Ma’am? I shoot my sister a curious look she ignores before I turn back to the soldier. “Have the troops spread out, look for any clues, touch nothing.”

“Contaminants?”

“Not sure.” I look around. “I can collect anything they find safely enough, so just have them mark it and call me to them. I won’t risk their health.”

The soldiers, all women, begin to search the underbrush for anything atypical: a bit of fur, a tooth, a shard of bone, a bit of blood. Each and every item I gather into one of my vials.

Afterward, I supervise to be sure every hand is salted as a precautionary measure, and I send the soldiers away. I don’t feel comfortable having an audience for the burning.

I step up to the body. Silently, I carve a furrow in the earth.

“Do you need me to . . . go?” Rylan asks in her softest voice.

“No.” I wipe my hand on my hip. I’ve only done this once, and that was my father’s body. The memory of doing it is soaked in grief and fire, so though I know the word, know the gestures, a small, frightened voice inside of me says this will not work.

I reach my hand out to the dead man and whisper “fire” in the language spoken only by Hunters. My palm heats as if the fire is building inside my skin, and in the next moment, I feel flames pour from my skin to his. I mean to be quiet, but the words slip out. “It worked . . .”

Rylan waits until I step away before hugging me tightly. “Well, of course it did. You’re the Hunter.”

“I know. I do.” I shake my head. “I’ve said the word so often over the years, practicing it, and nothing ever happened, and .

. .” I don’t mention Father, although the thought is there.

I burned our father’s body. I look at my twin.

“Once I catch the monster, I need to teach you all the words and things.”

“I hope to never need them,” Rylan whispers. “I could not stand you dying.”

“I have no intention of it,” I swear. “I still need to prepare you. He should’ve.”

Rylan says nothing.

“I need my laboratory,” I say after the pause between us grows too long. Rylan remains silent, so I ask, “Do you think Isa’s curse is real?”

“What?”

I hastily explain the conversation last night and finish with, “When’s the last time there was a curse? Do you think the dowager duchess could be adding medicine to Isa’s cups so she is unaware of the world at night?
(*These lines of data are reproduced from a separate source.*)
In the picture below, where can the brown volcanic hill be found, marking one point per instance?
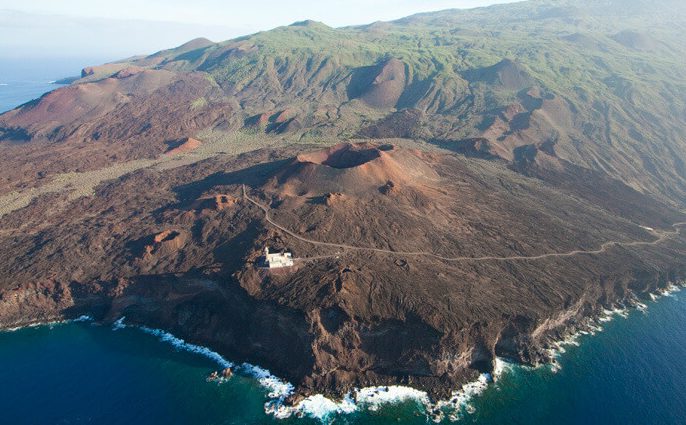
(413, 267)
(344, 167)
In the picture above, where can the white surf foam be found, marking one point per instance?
(180, 344)
(119, 324)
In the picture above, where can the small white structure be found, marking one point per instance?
(278, 261)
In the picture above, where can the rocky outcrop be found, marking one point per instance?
(374, 298)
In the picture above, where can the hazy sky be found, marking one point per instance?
(114, 29)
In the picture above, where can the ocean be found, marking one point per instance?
(22, 80)
(631, 372)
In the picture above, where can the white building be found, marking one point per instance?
(279, 260)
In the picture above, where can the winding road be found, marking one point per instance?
(662, 236)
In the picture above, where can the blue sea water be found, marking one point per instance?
(633, 372)
(22, 80)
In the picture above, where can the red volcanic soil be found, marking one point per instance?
(182, 255)
(185, 146)
(348, 168)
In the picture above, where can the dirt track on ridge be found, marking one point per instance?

She was carousing and—”

“Maybe.” Rylan’s expression is thoughtful. “I would like to say no mother would do such a thing, but the dowager duchess is as friendly as a rabid wolf.”

I snort. “I will bring you a full table of pastries if you say that to Mother.”

Finally, Rylan’s expression gives way to a familiar smile.

I stare into the thick wood, hoping that my many days of working with Clatterbuck were not futile. I let out a long, loud bird trill. Another. And a third.

Nothing.

“Your horse is horrible,” Rylan points out lightly.

“She’ll learn.” I lead my twin in a quick walk away from the ashes of the dead stranger, trying to find the words to get her smile back. “Maybe faster than you.”

“Gabrielle!” Rylan chases after me. “Take that back.”

I grin. “You’re right. I’m sure you can learn just as fast as my obstinate horse.”